I wrote the other day about the books that I have received from my father's library following his death.  As I am going through them, trying to find room for them on the shelves of my office, paging through where papers are sticking out (gosh, I am my father's daughter; so many of my books are like this), I am finding riches beyond his markings of the texts themselves.

Inside the cover of the book Mighty Stories, Dangerous Rituals: Weaving Together the Human and the Divine by Herbert Anderson and Edward Foley, I found a page with the handwritten note at the top:

(excerpts on grief)

(Why it is in parentheses, I do not know.)
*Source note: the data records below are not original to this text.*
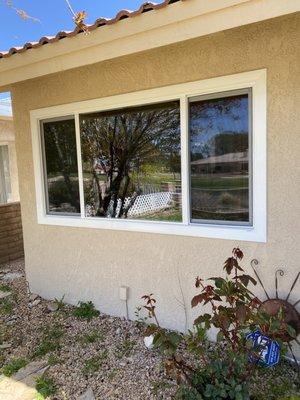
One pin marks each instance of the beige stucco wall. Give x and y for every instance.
(7, 137)
(90, 264)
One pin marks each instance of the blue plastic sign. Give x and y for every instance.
(269, 352)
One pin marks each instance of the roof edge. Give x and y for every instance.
(182, 21)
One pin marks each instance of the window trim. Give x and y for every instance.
(256, 80)
(222, 95)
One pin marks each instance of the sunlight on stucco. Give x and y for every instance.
(5, 104)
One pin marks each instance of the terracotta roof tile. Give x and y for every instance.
(123, 14)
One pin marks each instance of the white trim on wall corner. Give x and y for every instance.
(256, 80)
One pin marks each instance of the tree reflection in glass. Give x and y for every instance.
(131, 163)
(61, 168)
(220, 162)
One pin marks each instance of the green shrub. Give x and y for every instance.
(93, 364)
(234, 312)
(125, 348)
(50, 341)
(86, 310)
(13, 366)
(92, 337)
(5, 288)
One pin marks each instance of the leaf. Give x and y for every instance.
(220, 336)
(230, 264)
(205, 318)
(291, 331)
(198, 282)
(197, 299)
(218, 281)
(245, 279)
(238, 253)
(241, 312)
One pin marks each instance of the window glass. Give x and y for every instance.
(5, 186)
(131, 163)
(61, 171)
(220, 158)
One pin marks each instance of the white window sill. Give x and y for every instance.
(230, 232)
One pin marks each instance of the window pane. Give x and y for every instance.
(220, 162)
(61, 170)
(5, 186)
(131, 163)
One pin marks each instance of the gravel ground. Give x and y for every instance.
(105, 354)
(127, 369)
Listen to some of these quotes:

"Lament isn't an animal wail, an inarticulate howl.  Lament notices and attends, savors and delights--details, images, relationships.  Pain entered into, accepted, and owned can become poetry.  It's no less pain, but it's no longer ugly.  Poetry is our most personal use of words; it's our way of entering experience, not just watching it happen to us, and inhabiting it as our home."
~Eugene Peterson

"I am convinced that we should solve many things if we all went out into the streets and uncovered our griefs, which perhaps would prove to be but one sole common grief, and joined together in beweeping them and crying aloud to the heavens and calling upon God.  And this, even though God should hear us not; but He would hear us.  The chiefest sanctity of a temple is that it is a place to which men go to weep in common.... It is not enough to cure the plague: we must learn to weep for it."
~Miguel de Unamuno

"I have lately received such distressing news from the personal lives of almost all of my dearest friends that it would have shaken my whole being, if I did not know that we must all fail, be cheated, die.  You must fail some more, Harvey Bates, so that you can see the futility of all personal striving.  When I thought the other day of the real tragedies that have hit two other of my friends, I wondered how we could get any feeling of dignity, meaning, justification, out of our poor lives.  And I thought we could do it if we could all stand together somewhere in a cool glade, lowering one of those loved ones into a grave, and standing and weeping together like men over our miserable destiny.  And then we would experience the heaviness of it--and this would be the bond that ties us together and to the source of all things.  We would be justified in our weeping and our trembling.  This is true religion for me, and I think at the same time the surest testimony that it is absent in our world today: we cannot weep and tremble together but only pretend that everything is all right."
~Ernest Becker

and finally, this small bit (unattributed) which I think is from a workshop handout, under the topic of "acceptance" (of grief, I presume):

Not as though it never happened,
but as it has become one of the scenes in the tapestry of your life;

Not as though you have no scars,
but as though the wounds have healed;

Not to get over,
but to get beyond your loss.

Because my dad worked so much with families in grief, at times of parishioners' deaths, in preparation for funerals and in providing care after, there is so much on grief, and death, and dying.

It is a gift to me.


1 comment:

Unknown said...

More hugs. Hope we can still see each other in June.